Just a thought gabbo. If Arnotts use contractors to make deliveries the salesman may have been referring to the cost for taking the couch back to the Arnotts warehouse.


----------



## bullworth (10 Oct 2009)

*Re: Arnotts Furniture going to penalties*

You can legally buy a couch even if you live in a hostel. Your own living arrangements aren't anyones business but your own. Unless you had someone from Arnotts inside your house before the purchase then its your own fault. Arnotts fulfilled all their responsibilities and were doing business with an responsible adult who made the decision to buy their product.  You choose the couch. You knew your own house and you knew the couch before you paid for the transaction. You paid them to deliver it and it was delivered. They did no wrong. If you had demolished half your house that would be none of their business apart from fulfilling their end of the deal which is to deliver the couch you bought and paid for.  Arnotts is a department store, not a counselling service. No business can function otherwise. I would'nt order a couch  unless I'd made sure it would fit in my house. If someone buys a car from me and then comes back a few days later and complains that he doesn't have a parking space, my attitude is thats' tough.  Dont take my view the wrong way. Everybody makes mistakes; just some mistakes are bigger than others. Caveat emptor however Arnotts is not some fly by night huckster shop looking to give bad quality and bad service for a fast buck. Can you take a credit note and wait until you find a couch which suits you better ?


----------



## gabbo (11 Oct 2009)

*Re: Arnotts Furniture going to penalties*



bullworth said:


> You can legally buy a couch even if you live in a hostel. Your own living arrangements aren't anyones business but your own. Unless you had someone from Arnotts inside your house before the purchase then its your own fault. Arnotts fulfilled all their responsibilities and were doing business with an responsible adult who made the decision to buy their product.  You choose the couch. You knew your own house and you knew the couch before you paid for the transaction. You paid them to deliver it and it was delivered. They did no wrong. If you had demolished half your house that would be none of their business apart from fulfilling their end of the deal which is to deliver the couch you bought and paid for.  Arnotts is a department store, not a counselling service. No business can function otherwise. I would'nt order a couch  unless I'd made sure it would fit in my house. If someone buys a car from me and then comes back a few days later and complains that he doesn't have a parking space, my attitude is thats' tough.  Dont take my view the wrong way. Everybody makes mistakes; just some mistakes are bigger than others. Caveat emptor however Arnotts is not some fly by night huckster shop looking to give bad quality and bad service for a fast buck. Can you take a credit note and wait until you find a couch which suits you better ?

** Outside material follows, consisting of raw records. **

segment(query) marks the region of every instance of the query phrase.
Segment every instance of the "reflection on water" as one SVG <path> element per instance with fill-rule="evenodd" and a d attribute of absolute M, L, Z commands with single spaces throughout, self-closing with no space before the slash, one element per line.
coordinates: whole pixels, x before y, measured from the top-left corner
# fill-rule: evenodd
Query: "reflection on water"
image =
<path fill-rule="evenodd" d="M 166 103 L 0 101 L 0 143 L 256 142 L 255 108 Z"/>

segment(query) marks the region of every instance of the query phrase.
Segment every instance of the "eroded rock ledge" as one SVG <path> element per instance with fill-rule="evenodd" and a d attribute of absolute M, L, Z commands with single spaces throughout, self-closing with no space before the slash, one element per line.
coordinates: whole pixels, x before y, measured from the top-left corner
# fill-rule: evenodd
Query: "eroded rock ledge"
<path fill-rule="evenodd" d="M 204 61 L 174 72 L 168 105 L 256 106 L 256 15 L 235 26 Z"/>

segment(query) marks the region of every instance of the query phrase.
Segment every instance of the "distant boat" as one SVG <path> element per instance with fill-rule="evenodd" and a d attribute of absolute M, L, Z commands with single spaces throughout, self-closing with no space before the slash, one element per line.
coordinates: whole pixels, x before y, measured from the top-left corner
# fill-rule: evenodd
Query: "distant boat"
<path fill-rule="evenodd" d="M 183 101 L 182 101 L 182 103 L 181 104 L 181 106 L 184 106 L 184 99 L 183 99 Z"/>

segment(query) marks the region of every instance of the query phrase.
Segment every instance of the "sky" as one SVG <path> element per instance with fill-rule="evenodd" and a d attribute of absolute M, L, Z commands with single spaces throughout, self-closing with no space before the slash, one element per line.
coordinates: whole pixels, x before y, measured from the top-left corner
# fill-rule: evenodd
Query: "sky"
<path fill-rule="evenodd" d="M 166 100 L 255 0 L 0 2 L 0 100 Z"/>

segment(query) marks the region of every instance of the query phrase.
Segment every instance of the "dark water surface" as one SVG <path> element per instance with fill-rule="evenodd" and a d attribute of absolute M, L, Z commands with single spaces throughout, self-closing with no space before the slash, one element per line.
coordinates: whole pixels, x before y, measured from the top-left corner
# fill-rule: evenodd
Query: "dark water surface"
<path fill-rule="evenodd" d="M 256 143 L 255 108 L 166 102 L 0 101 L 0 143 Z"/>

I take you point, but to use your analogy of the car - if I bought a car and said to the salesman "I need the car to be able to be narrow enough to fit in Irish motorway lanes" and it's not, it's too wide - well, he's the guy selling cars day in day out, surely he knows this stuff. I've been oversold a product. Ok the hostel is your extreme example, but to take it to the other extreme, do I need to turn up to Arnotts with CAD drawings and architect's blueprints? Is that the extent you need to go to to buy a couch? Then it would become a very costly experience. Surely knowing the basic barrier, the size of the door and the salesman choosing to ignore this is the issue.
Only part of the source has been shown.